Lors du sommet sur l'intelligence artificielle qui s'est tenu à New Delhi, 86 nations, incluant les États-Unis et la Chine, ont signé une déclaration soulignant l'importance d'une IA "sûre, digne de confiance et robuste". Cette initiative vise à instaurer la confiance et à maximiser les retombées sociales et économiques de cette technologie émergente.
Malgré l'enthousiasme, le texte se limite à des engagements volontaires sans mesures contraignantes, se concentrant sur la solidarité internationale dans la recherche en IA. En effet, comme l'affirme le document, "le véritable potentiel de l'IA ne se réalise que lorsque ses bénéfices sont partagés par toute l'humanité".
La publication de cette déclaration, initialement prévue vendredi, a été retardée pour garantir la participation de plus de 80 signataires, selon Ashwini Vaishnaw, ministre indien des Technologies de l'information.
L'opinion de Stuart Russell, un chercheur de renom en informatique, met en lumière l'importance de ces engagements, même s'ils ne sont pas encore contraignants. "Il est crucial que les pays exploitent ces accords pour ériger des législations capables de protéger leurs citoyens", a-t-il déclaré. Il a également souligné la nécessité de mesures de sécurité face aux dangers de cette innovation, tels que les pandémies ou la désinformation.

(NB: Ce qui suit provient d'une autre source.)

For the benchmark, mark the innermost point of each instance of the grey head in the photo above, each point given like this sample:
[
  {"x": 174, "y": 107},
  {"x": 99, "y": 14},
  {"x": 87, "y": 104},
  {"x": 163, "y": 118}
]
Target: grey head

La question de l'emploi a également été mise en avant, le texte appelant à des initiatives de reconversion pour aider les travailleurs à naviguer dans un avenir façonné par l'IA. "Développer des systèmes d'IA économes en énergie est également primordial", a ajouté la déclaration, pointant du doigt la consommation électrique élevée des centres de données.
Des délégués de nombreux pays ont été présents pour discuter des régulations potentielles de l'IA. Bien que les précédents sommets n'aient pas abouti à des résultats concrets, ceux-ci ont permis de soulever des questions fondamentales sur l'éthique et la gestion de cette technologie.
Le Premier ministre indien Narendra Modi a partagé la scène avec Emmanuel Macron, le secrétaire général de l'ONU Antonio Guterres, ainsi que des figures de proue du secteur technologique comme Sam Altman d'OpenAI. Parmi les problématiques débattues figuraient les bénéfices sociétaux de l'IA, les menaces pour l'emploi et la consommation massive d'énergie des infrastructures technologiques.
Durant les discussions, deux visions opposées ont émergé : alors qu'Antonio Guterres a proposé la mise en place d'une commission chargée de garantir un contrôle humain sur l'IA, les États-Unis, par l'intermédiaire de Michael Kratsios, ont rejeté toute idée de gouvernance mondiale en la matière.
Sam Altman a plaidé pour une régulation immédiate, suggérant la nécessité d'une organisation internationale similaire à l'AIEA pour l'énergie atomique, afin de coordonner les efforts globaux sur l'IA.
Ce sommet, le plus important à ce jour avec une participation massive, sera suivi d'un rendez-vous à Genève prévu pour 2027, marquant une étape cruciale dans la gestion mondiale de l'intelligence artificielle.